On CFIUS Dissuading Jack Ma's MoneyGram Purchase

♠ Posted by Emmanuel in , at 1/03/2018 04:27:00 PM
Is this ant a PRC Communist apparatchik? The CFIUS apparently thinks so.
There is a long history of Chinese companies being prevented from purchasing American firms on highly questionable "national security" grounds. The source of this discrimination is the Committee on Foreign Investment in the United States (CFIUS). What is interesting here, though, is that the PRC national attempting to buy an American firm was no less than Chinese multibillionaire Jack Ma. Unlike the often faceless heads of Chinese state-owned enterprises, Ma is a global icon and the founder of his own immense business empire.

What's more, he actually visited the orange-hued Donald at Trump Tower prior to the latter assuming the presidency in hopes of gaining better business treatment  Stateside. Promising to create a "million jobs," Ma appeared to be successful at sucking up to Trump then.

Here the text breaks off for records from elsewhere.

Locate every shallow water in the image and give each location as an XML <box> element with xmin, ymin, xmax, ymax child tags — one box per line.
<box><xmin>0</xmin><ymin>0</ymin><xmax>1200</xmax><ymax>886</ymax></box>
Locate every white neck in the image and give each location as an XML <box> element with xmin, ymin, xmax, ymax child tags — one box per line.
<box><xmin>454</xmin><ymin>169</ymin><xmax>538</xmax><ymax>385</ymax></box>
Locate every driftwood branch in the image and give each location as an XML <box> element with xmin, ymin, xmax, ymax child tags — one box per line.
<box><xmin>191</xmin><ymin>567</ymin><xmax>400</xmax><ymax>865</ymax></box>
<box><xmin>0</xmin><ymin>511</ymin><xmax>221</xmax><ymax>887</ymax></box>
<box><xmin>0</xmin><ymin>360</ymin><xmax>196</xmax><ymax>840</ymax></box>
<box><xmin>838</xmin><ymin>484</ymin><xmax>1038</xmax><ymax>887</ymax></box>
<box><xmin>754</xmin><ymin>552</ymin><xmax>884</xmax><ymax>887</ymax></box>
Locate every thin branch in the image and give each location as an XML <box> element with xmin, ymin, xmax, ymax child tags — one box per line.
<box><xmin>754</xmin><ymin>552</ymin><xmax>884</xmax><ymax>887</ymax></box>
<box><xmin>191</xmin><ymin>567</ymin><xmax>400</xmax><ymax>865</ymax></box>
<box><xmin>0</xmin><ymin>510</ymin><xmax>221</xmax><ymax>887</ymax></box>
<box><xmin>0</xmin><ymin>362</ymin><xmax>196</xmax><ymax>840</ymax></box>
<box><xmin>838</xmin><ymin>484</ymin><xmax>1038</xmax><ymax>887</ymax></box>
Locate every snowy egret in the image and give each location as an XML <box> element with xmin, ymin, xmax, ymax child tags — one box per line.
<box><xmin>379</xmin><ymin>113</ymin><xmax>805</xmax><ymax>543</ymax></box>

Well, I guess the story continues: Ma tried to buy the US money transfer firm MoneyGram to append to his online financial services concern Ant Financial. However, the US government foreign investment watchdog CFIUS again raised longstanding concerns about a privately-owned Chinese firms' alleged Communist Party ties to deny the purchase of a fairly minor US company (its market capitalization is well under $1B at the time of writing):
Ant Financial’s plan to acquire U.S. money transfer company MoneyGram International Inc (MGI.O) collapsed on Tuesday after a U.S. government panel rejected it over national security concerns, the most high-profile Chinese deal to be torpedoed under the administration of U.S. President Donald Trump[...]

Ma, a Chinese citizen who appears frequently with leaders from the highest echelons of the Communist Party, had promised Trump in a meeting a year ago that he would create 1 million U.S. jobs[...] 

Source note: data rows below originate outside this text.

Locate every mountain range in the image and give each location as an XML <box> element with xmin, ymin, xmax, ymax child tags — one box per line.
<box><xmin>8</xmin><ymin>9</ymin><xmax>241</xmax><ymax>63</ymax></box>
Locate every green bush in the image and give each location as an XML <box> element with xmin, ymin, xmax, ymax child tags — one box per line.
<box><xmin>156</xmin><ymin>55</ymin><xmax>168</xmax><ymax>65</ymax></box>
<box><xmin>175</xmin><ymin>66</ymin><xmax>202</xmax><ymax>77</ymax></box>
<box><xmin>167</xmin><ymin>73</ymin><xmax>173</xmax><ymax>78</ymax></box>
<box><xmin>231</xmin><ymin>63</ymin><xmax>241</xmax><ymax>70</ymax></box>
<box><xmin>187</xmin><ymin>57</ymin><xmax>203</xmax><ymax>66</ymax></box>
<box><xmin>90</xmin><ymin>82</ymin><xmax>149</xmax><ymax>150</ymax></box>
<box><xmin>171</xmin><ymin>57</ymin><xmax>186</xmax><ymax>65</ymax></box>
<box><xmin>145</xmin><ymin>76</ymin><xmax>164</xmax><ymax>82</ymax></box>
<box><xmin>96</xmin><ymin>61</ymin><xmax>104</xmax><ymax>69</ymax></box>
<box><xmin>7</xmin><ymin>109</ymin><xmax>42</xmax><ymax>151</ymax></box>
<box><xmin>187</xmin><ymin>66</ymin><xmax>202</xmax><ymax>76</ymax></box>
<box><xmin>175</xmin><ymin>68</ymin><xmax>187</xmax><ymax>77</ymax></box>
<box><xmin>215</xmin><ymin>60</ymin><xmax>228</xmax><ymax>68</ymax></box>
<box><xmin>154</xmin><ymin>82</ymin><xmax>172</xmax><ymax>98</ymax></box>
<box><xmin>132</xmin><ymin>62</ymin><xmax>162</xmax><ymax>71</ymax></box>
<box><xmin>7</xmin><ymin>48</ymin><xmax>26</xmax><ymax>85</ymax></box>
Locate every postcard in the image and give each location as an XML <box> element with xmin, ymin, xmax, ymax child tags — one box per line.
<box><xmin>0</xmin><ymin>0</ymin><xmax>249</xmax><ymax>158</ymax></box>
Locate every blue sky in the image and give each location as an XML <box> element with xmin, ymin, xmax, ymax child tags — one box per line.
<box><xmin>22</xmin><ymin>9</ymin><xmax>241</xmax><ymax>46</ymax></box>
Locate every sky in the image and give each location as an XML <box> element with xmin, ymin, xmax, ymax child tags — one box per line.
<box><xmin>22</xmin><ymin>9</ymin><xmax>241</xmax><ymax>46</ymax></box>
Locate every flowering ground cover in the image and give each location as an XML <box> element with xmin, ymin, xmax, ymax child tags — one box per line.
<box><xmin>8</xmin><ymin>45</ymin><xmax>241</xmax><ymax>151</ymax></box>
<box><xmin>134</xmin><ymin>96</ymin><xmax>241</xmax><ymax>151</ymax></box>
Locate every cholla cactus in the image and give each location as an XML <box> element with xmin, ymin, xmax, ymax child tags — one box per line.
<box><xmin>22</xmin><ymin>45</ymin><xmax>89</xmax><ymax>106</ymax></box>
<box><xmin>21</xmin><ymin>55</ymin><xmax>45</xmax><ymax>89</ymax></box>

The companies decided to terminate their deal after the Committee on Foreign Investment in the United States (CFIUS) rejected their proposals to mitigate concerns over the safety of data that can be used to identify U.S. citizens, according to sources familiar with the confidential discussions.
If you are persistent enough, the identity of anyone using a commercially available cash transfer service can likely be revealed. However, the real security-related question is whether Jack Ma would have motives to obtain this kind of information. It is here where CFIUS' reasoning goes off-track in my opinion. First, you have to believe that the Communist Party would be interested in obtaining the identity of MoneyGram users. Given that the amounts transacted are usually small ones among retail clients, it's kind of hard to believe that the PRC would have interested in the transactions of economic migrants and suchlike.

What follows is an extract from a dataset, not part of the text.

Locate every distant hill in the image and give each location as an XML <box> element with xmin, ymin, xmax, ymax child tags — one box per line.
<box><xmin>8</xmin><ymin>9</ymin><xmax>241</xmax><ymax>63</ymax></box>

Second, you would also have to believe Ma's Communist Party ties are such that he would willingly give up such information. Again, this is unlikely in that such a breach, if revealed, could torpedo the operations of MoneyGram/Ant Financial altogether. Why pay for the brand if you were to tarnish it in this manner by forking over identities to the reds?

It's truly farfetched that Jack Ma would have acted as a Communist infiltrator. Maybe CFIUS watches too many spy movies, but I believe that the security risk would have been negligible insofar as MoneyGram doesn't handle the transfers of exceptionally large amounts of money for clients whose financial transactions would be of interest to inquiring minds like those of the Communist Party.